The temperature was dropping into the single digits.  The wind was howling white.  The stars and their crescent queen shone weakly through a slash in the clouds.  There appeared to be more light coming from the glowing snow than the frozen sky.  For anyone fool enough to be out, exposed skin burned, eyes watered, breath froze.

i was in my element.  i stood at the highest peak of carcass basin and flabbergasped.  i had ascended to the edge of the precipice to test my courage against another drop into the basin itself.  Each descent was a near death experience.  A falling sensation, numbness, all going white, then there was a thump, temporal pain and fear followed by an out of body moment.  It was as if one was rising above the earth, weightless, a spirit free from both the mundane and the profane.  Then tumbling, smashing, crashing down again and there you are, in your sore, battered body again, gasping for air.  Not a run to be taken lightly.

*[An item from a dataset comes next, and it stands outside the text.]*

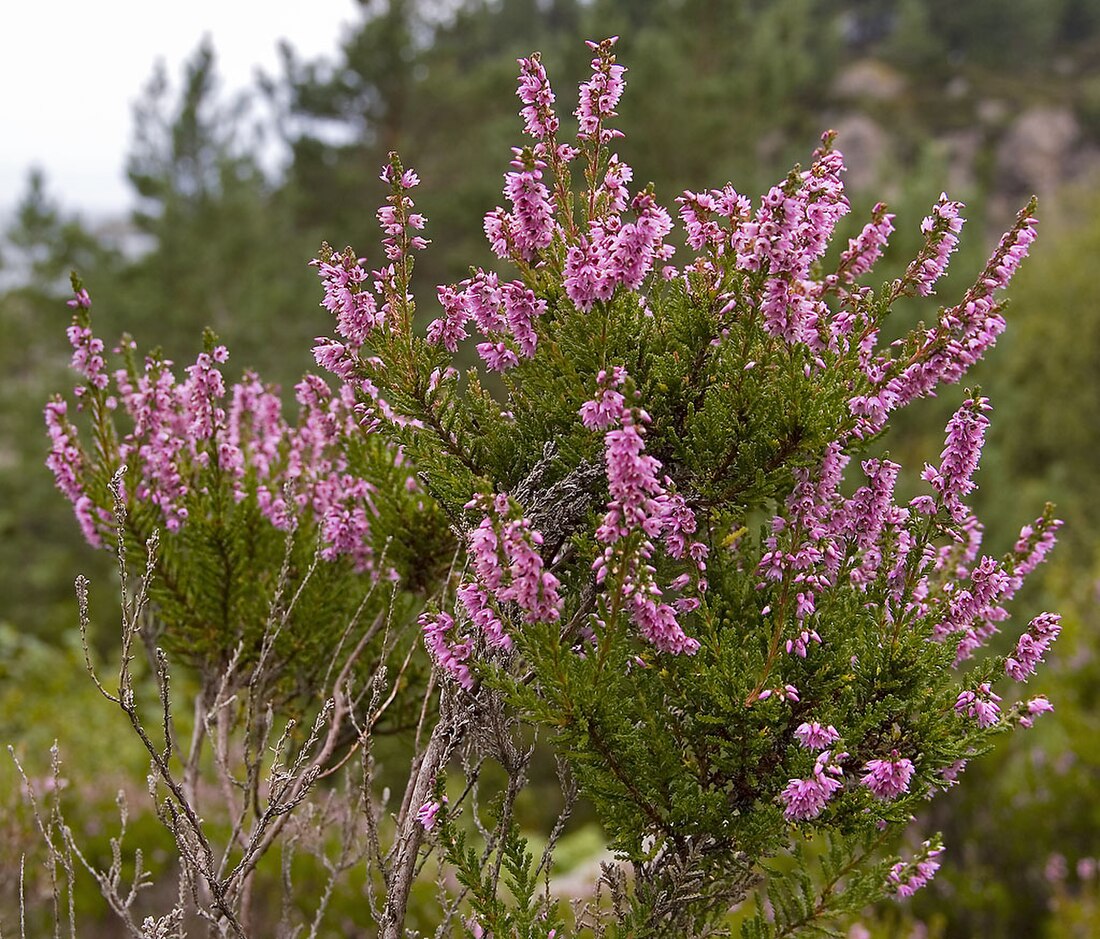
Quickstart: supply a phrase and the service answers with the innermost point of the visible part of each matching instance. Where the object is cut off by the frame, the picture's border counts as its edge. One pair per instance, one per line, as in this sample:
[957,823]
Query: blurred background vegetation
[988,100]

That's what i had climbed here to do but before i could throw sled and body over the edge.  The wind took me.  It came blasting across the snow shrouded wastes, broken only by huddled and shivering houses.  Which is to say, laughing at man's foolishness.  It struck me and roared on and i was inside it and there was nothing to do but laugh with it.  It brought my head up to see the stars which seemed to have come closer, it pulled my head down to view Elwood station in it's entirety.  From fricken coop to mailbox and all trees in between.  Lit up like some ship in the dark sea, alight but only seeming to emphasize it's frailty before the infinite.  Beautiful, yet ridiculous.  All my earthly labor lay before me and i was not proud.  My mind and eyes ran to my sons.  One seeking shelter within my earthly labor, shunning our mad company and the other struggling to join me atop the hill.  i saw their differences.  i saw how one made my job easier by seeking me and the other made me seek him.  And yet deeper was my wife who was not even foolish enough to attempt our idea of fun.  What must i do to reach her?  How can i express this mad joy?  Not at the falling but at the elements forcing me to admit that i am not the center of the universe and yet i am a cherished member of it: a son who sometimes seeks and sometimes must be sought.  This glimpse of both my proper perspective before God and How he must see me at times.  In this momentary revelation i wondered at tomorrow.  Should i call another snow day and stay home or go to work?  Believe it or not, that was a hard decision that had been left utterly to me.  Mundane, Profane, Insane and Sacred all swirled in that wind.

Happ finally crested the hill and asked me what i was doing still standing there.  So i told him all the things that i had thought of, alas without the poetry of recollection.  

"That's a lot to think about in five minutes,"  He remarked.

"When you're an adult you have to do your thinking when you get the chance.  Cause most of the time people will be telling you what to think."  He merely hummed at this.  i don't know if he was thinking that adulthood sucks or that i'm terribly cynical.  "Most of all," i added, "i thought that the stars looked so close that i felt closer to God and then i remembered that He's not up there, He's here... with us.  And He wants to go for another run."  And i threw body and sled over the precipice.

Now i'm sure that the rock had lay under the snow there all along.  Yet somehow, despite our tracks being all around it, we had yet to uncover it's lurking dorsal ridge.  On this run however, my near death experience came a little nearer and i found myself, abruptly halted mid run, holding the sled by it's one remaining handle, the other being torn out by the impact and laying on my back, listening to the wind overhead and the snickering stars.

"Perhaps i heard wrong.  i think He may want to go inside and see what Mom and Rascal are up to."


1 comment:

  1. Anonymous4/3/09

    What an absolutly great piece of writing Son. It gave me a sense of being there with you and Happ. I would have loved to have gone over the precipice with you.